Too much autarky could leave Russia behind. At first glance the drive toward autarky may seem in tune with the times. Beyond the harmful U.S.-China trade war, nations around the world have levied over eighteen thousand trade-restrictive measures since 2009, compared to seven thousand liberalizing measures.

The pandemic may bring more global tightening. Some Western supply chains may move closer to home. The European Commission is calling on member countries to take part ownership of European firms to prevent Chinese takeovers.

Yet powered by efficiency, globalization marches on. Merchandise trade hit an all-time nominal record in 2018, more than one-fifth above that a decade ago, although trade fell by 3 percent in 2019. In 2018 commercial services exports hit a record, nearly a half more than in 2008. 

Another hallmark of globalization, foreign direct investment, is also on the upswing. Cumulative FDI worldwide in 2018 was over $32 trillion in 2018, its second-highest level in history and well over twice the 2008 level. 

For all its inequities, globalization brings rising average incomes, higher productivity, and increased demand for new technologies. 

Russia recognizes the value of global exchange. Beyond oil and gas sales, it is the world’s number one wheat exporter and a major exporter of metals, machinery, wood, and fertilizers. But lower oil prices, a likely pandemic-induced recession, and import substitution policies may weaken Russia’s economy. Further bets against globalization could add to these downward pressures. 

Russia has built financial resilience by accumulating over a half-trillion dollars in foreign exchange reserves. In the wake of the pandemic and oil price drop, it could build further resilience by reducing excessive dependence on one or a few countries, such as China, or industries, such as oil and gas.
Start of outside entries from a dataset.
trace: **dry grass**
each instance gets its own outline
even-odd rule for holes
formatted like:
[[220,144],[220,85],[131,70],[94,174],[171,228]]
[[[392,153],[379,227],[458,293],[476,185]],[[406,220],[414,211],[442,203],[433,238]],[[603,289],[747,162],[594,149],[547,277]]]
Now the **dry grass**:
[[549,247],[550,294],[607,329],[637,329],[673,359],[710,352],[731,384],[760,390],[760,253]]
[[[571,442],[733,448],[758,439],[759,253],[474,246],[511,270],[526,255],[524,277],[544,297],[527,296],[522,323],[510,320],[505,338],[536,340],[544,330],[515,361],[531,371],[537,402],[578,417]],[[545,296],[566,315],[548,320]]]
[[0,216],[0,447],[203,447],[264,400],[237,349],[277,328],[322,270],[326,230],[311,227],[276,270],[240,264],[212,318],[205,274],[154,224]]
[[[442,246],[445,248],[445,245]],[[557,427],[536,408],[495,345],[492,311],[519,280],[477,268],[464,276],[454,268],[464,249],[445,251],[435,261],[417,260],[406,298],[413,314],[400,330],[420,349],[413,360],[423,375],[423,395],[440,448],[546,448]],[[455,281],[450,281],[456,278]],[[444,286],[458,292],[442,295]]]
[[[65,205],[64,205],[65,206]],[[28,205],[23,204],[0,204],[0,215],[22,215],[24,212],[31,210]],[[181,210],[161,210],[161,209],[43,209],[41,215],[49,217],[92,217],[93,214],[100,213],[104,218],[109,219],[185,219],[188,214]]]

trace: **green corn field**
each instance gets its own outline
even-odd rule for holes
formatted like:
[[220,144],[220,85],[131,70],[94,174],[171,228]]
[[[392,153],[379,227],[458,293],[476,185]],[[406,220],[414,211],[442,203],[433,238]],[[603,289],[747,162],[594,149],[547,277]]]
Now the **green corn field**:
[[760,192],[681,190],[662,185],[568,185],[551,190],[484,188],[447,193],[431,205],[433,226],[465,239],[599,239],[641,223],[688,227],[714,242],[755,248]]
Russia has upgraded its ties with China to a “comprehensive strategic partnership for a new era.” Closer China ties bring some benefit. But for Russia, the United States and Europe are richer markets and more innovative and import accepting than China. 

The West has an interest in Russian cooperation to tackle global challenges, ranging from nuclear dangers to climate change and public health. This is more likely if Russia globalizes and becomes more prosperous. The West has little influence on the choices Russia makes but a large interest in its future direction. 

William Courtney is an adjunct senior fellow at the nonprofit, nonpartisan RAND Corporation, and a former U.S. ambassador to Kazakhstan and Georgia.

Howard J. Shatz is a senior economist at the RAND Corporation.